Listings

TV review: Bernie Madoff: The Monster of Wall Street

Bernie Madoff in a police interview after admitting the largest financial fraud in history
Bernie Madoff in a police interview after admitting the largest financial fraud in history

Bernie Madoff: The Monster of Wall Street, Netflix

YOU might think ‘monster’ is a bit strong for someone convicted of a financial crime.

Monster evokes serial killer, child abuser and war criminal, but after Netflix’s excellent four-part, forensic dissection of Bernie Madoff, it seems fitting.

Madoff was a big deal on Wall Street, itself the centre of the world’s financial system.

He was three-times chair of the Nasdaq stock exchange and regarded as a statesman of the Street.

He was a market-maker (a middle-man between buyer and seller) who processed, at one point, around 7 per cent of the trade on the New York Stock Exchange.

He had spent decades in the business and by continuing to buy unwanted stock (and therefore keep the market functioning) after the 1987 Black Monday crash his reputation soared further.

He was seen as “a man of his word” when other market-makers refused to pick up the phone.

In Florida, where he wintered and did a lot of his business in the uber-exclusive Palm Beach Country Club, “he was the God”.

But secretly he was a “financial sociopath and a serial financial killer,” who was responsible for the largest financial fraud in history.
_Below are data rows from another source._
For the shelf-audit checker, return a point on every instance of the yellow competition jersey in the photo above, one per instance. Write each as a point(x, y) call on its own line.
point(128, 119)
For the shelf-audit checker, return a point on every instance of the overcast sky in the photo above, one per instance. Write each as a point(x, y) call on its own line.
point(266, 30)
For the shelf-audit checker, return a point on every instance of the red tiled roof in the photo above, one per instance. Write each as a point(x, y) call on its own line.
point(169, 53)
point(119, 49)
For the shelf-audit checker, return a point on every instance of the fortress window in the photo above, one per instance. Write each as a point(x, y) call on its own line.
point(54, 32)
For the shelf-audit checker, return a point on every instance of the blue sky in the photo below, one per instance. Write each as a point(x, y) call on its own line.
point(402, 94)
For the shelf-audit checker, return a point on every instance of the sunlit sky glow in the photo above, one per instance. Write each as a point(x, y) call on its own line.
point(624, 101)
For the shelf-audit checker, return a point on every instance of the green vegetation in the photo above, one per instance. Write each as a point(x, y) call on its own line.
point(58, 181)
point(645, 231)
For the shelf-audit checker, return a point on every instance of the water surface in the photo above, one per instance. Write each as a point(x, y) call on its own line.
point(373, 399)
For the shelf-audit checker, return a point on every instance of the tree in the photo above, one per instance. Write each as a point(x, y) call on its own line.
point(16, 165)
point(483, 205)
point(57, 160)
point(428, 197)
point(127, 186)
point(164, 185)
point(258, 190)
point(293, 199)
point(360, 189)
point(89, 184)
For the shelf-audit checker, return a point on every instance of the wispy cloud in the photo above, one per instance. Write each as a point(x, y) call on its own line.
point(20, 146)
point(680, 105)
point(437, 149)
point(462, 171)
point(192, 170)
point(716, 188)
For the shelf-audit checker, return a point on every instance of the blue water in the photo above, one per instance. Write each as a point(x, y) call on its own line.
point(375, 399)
Two questions arise: what did he do and how did he get away with it?

His fraud was not complicated. It was a classic Ponzi scheme.

He took money in, promising to invest it, and faked the returns on paper. The consistent (made up) double-digit returns attracted more money and the Ponzi scheme grew and grew.

If someone wanted out he paid them from incoming money, but not a lot of people wanted to take their money away from this apparent genius investor.

If you questioned the returns or sought proof of stock purchases, the standard Madoff bluff was to say that he didn’t have time to explain himself to a mere single investor and that he would simply wire their money back if they were unhappy. Most told him not to.

But Madoff’s scam got so large over decades of fake investment that he had to set up two operations. On the 19th floor of the Lipstick Building in New York was the professional market-maker business.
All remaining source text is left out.